What is Encopresis? Encopresis is fecal incontinence or the deposition of feces in inappropriate places. This includes voluntary or involuntary passage of feces in a child 4 years or older at least 1 time a month for 6 months. Organic fecal incontinence is due to a structural, neurological, or other organic cause. Functional fecal incontinence can be due to fears associated with toileting, refusal to use toilet, fecal mass accumulation, and passage of larger stools paired with retention posture.

Signs and Symptoms? Signs of encopresis include frequent leakage of liquid stool on underwear, despite child not being ill, constipation with hard or bloody stool, passage of stool that frequently clog toilet, avoidance of bowel movements, delaying bowel movements, loss of appetite, abdominal pain, enuresis, and repeated bladder infections.

What causes Encopresis? Encopresis can have many causes such as toilet phobia, toilet refusal, past traumatic event during toileting, fear of painful stools, not wanting to interrupt fun activity to have BM, not drinking enough fluid, eating too little fiber, certain medications, and stressful life events.
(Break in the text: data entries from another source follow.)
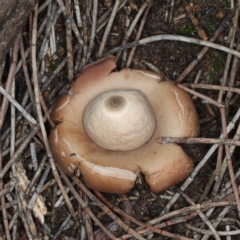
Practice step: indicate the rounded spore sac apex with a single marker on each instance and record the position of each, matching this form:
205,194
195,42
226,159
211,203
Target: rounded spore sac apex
119,120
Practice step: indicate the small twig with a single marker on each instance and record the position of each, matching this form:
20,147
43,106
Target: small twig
143,21
18,106
69,40
172,38
201,215
108,28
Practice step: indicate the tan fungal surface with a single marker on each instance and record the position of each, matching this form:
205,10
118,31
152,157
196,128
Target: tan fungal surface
108,126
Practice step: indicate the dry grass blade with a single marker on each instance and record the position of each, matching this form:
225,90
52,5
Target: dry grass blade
38,201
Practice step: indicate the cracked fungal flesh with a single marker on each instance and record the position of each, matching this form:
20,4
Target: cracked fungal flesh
111,165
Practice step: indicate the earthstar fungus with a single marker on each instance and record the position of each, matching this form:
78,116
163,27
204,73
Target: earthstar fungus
108,124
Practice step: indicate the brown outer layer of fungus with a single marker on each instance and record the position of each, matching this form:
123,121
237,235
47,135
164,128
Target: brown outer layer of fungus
116,171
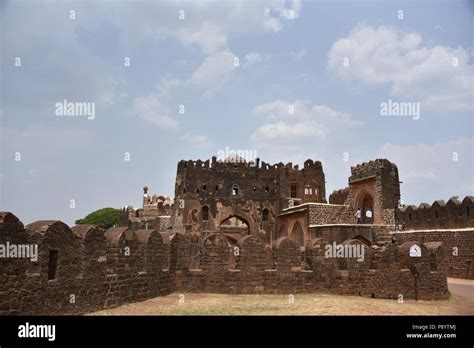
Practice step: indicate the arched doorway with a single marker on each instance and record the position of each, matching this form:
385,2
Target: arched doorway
297,234
234,227
366,205
282,232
Typically, encopresis is caused by fecal matter backing up into the rectum and then colon. The longer this fecal matter stays in the colon, the more water is removed from it causing large and hard stool. This large stool will stretch out the colon, making muscles weak and affecting the nerve that alerts a child of the time to use the restroom. Over time, the stretched out rectum will weaken sphincter control which leads to liquid stool leaking around the hard stool (bypass diarrhea). The child will be unaware of leakage because the nerve impulse to use the restroom is no longer functioning properly.

How is Encopresis diagnosed? Encopresis is diagnosed by your doctor. The doctor may perform a physical exam, complete a rectal exam, or may suggest an abdominal X-ray.

How is Encopresis treated? Encopresis is usually treated through the use of medications such as laxatives, suppositories and enemas followed by dietary changes, fluid intake monitoring, posturing and breathing, desensitization of toilet avoidance, bulking agents and dietary fiber intake, massage, and decreasing the resting tone of pelvic floor muscles.